Tairrie: My Ruin are misfits in the mainstream metal world, I guess we're also kind of like a dark horse in a way because even when people write us off, we always seem to come back and prove them wrong. We've been doing this for a long time and we really haven't got much faith left in the music industry these days. We've learned first hand that it's a very dirty business filled with many shady and deceitful people who simply cannot be trusted to keep their word or do their job. I suppose it's the faith we have in ourselves that keeps us going because some days it's really hard to continue to be a part of an industry you really don't respect.
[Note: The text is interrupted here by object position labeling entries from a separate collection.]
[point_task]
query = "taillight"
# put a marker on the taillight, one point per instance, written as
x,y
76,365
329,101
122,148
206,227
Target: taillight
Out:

There are so many clowns running labels, managing bands and behind the scenes at magazines or doing publicity, tour managing whatever the case may be and most of the time it's just a big suck off fest. Everyone's kissing everyone else ass to get what they need for themselves or their band while talking s--- behind each other's backs and that's where we just don't fit in. We refuse to play that game. We never have and we never will and that's probably a big part of the reason why we have remained so underground. We prefer to say things to people's faces and we've never been able to fake it.

antiMusic: With the band essentially a twosome now, will you have a rhythm section for tour purposes only?

Tairrie: Yes.

antiMusic: With the record out now (hopefully) in most countries, what are the plans for 2011 for My Ruin?

Tairrie: It's been a weird situation having released our album then being forced to cancel our touring plans for this year due to circumstances beyond our control with Tiefdruck Musik but while we were home it actually gave us the unexpected opportunity to quietly work on something we will be spilling the beans about in January. We have also just announced our first tour to kick things off in March. We will be playing 10 dates in the UK which will also include our rescheduled London show as well as an appearance at Hammerfest III which we are both excited about and looking forward to in the New Year.

Morley and antiMusic thank Tairrie for taking the time to speak with us.